Insomma, è la connotazione elettiva del futuro Senato della Repubblica il vero tema della contesa: averne incrementato le funzioni legislative paritarie con riferimento a questioni di carattere ordinamentale così generale come il matrimonio, la famiglia, i trattamenti sanitari obbligatori, implica di necessità un ruolo rappresentativo ben diverso rispetto a quella assemblea delle istituzioni territoriali che sarebbe nelle intenzioni della maggioranza riformatrice. Del resto, come sostenuto dagli oppositori dell’emendamento in questione, avrebbe poco senso imputare al nuovo Senato una competenza legislativa pariordinata a quella della Camera in ambiti scarsamente riconducibili al ristretto ruolo di Camera delle autonomie che gli si sta acconciando. La riarticolazione del rapporto tra competenze e assetto istituzionale, insomma, è il primo obiettivo di chi intende ristabilire la diretta elezione dei componenti del futuro Senato. 

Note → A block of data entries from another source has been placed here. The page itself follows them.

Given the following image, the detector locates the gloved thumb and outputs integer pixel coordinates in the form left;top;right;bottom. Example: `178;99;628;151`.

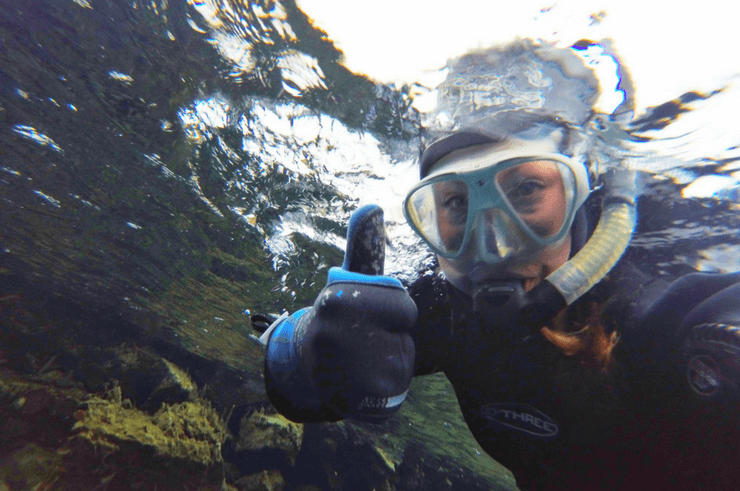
341;204;386;276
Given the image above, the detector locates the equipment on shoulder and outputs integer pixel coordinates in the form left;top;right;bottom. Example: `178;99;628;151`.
633;272;740;401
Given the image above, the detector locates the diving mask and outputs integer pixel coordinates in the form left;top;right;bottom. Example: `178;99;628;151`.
404;139;590;267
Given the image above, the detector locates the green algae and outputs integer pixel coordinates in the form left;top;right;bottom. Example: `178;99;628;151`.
162;358;196;394
74;394;227;465
0;365;234;490
147;267;265;373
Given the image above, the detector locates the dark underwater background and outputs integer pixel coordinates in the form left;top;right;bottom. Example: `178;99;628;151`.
0;1;739;489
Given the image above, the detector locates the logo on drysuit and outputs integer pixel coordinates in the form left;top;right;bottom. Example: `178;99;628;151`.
687;354;721;396
481;402;560;439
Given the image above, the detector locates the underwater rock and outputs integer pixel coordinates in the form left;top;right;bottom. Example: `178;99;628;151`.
289;420;398;491
0;367;83;490
74;396;228;465
148;357;197;409
235;407;304;466
0;292;514;490
233;469;287;491
85;342;197;411
0;365;227;490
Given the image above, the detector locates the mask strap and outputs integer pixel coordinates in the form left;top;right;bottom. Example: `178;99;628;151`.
569;205;589;257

Ed allora, la prima sconfitta delle tesi sostenute dal Governo e dalla peculiare maggioranza riformatrice che in questa fase lo sostiene, è il sintomo di una slavina imminente o la conseguenza inevitabile di una strategia sinora seguita? Evitare per quanto possibile il voto segreto era un imperativo categorico, ma, già con questo primo voto contrario, appare evidente il senso complessivo della posizione politica del Governo rispetto all’approvazione di questo disegno riformatore. Senza il contemporaneo appoggio della sua stessa maggioranza e di una specifica forza di opposizione – Forza Italia – la riforma proposta dal Governo è destinata inevitabilmente ad inabissarsi. E se ciò, per qualunque ragione, dovesse accadere, sarebbe facile per il Presidente del Consiglio sfidare il Parlamento e chiedere l’appello alle urne. Il Presidente del Consiglio ritiene di avere a sua favore, come sinora è frequentemente avvenuto, entrambi gli esiti che si potrebbero alternativamente verificare. Ma, dapprima, spetterà al Capo dello stato, nella sua posizione di terzietà, decidere il destino non solo di questa legislatura, ma dell’intera classe politica che siede oggi nelle Camere. Se si dovesse andare alle urne, infine, spetterà al popolo giudicare soprattutto chi da ultimo lo ha guidato e condotto al voto.